Behind the Viz: “Olympics” with Python and Tableau

Whitney Wood
6 min readJun 5, 2024

--

This DataViz was created with python using the vizmath PyPI package and visualized on 1 sheet in Tableau using map layers! It features a radial layout to show Summer Olympic participation by year and country.

What’s the vizmath python package?

This package was created by Nick Gerend and is a toolkit for creating complex visualizations. It contains a number of mathematical functions to calculate the positioning and drawing information for points, lines, and polygons in 2D and 3D along with various other helper methods. The output can be easily rendered in python or in another visualization tool, like Tableau!

Getting started with vizmath

We’ll create a python notebook that leverages the functions and draw modules from vizmath. The functions module contains various mathematical functions and algorithms to use for drawing points, and points is a dynamic module in the draw module, that will capture the data we need for drawing them and provide additional context with other data attributes.

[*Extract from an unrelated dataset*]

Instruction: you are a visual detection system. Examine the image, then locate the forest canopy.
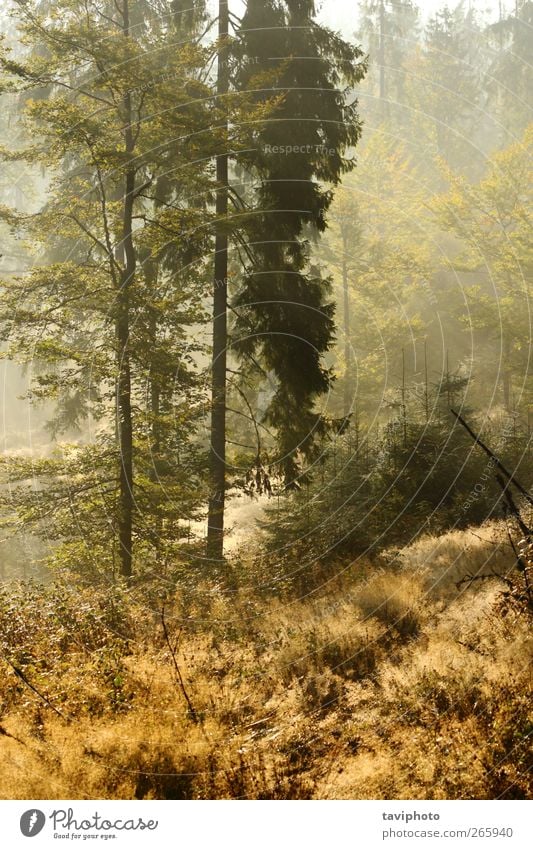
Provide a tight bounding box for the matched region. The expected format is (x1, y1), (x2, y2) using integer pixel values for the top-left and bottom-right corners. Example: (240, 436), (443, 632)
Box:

For this viz, we’ll be using the circle and concentric_spread functions from functions, and some helper functions from the points objects to rescale the data, make preview plots, and generate dataframes to export the data for Tableau.

If you’ve see my previous article, “Behind the Viz: ‘Pet Search’”, you’ll notice that this version has some updates in regards to the previous rescaling functionality.

Overall, vizmath is easy to work with and a great time saver, let’s code!

Import packages

import os
import pandas as pd
from vizmath import functions as fun
from vizmath.draw import points as pts
import matplotlib.pyplot as plt

Read in data sourced from Kaggle¹

#https://www.kaggle.com/datasets/nitishsharma01/olympics-124-years-datasettill-2020?select=Athletes_summer_games.csv
df_summ = pd.read_csv(os.path.dirname(__file__) + '/Athletes_summer_games.csv')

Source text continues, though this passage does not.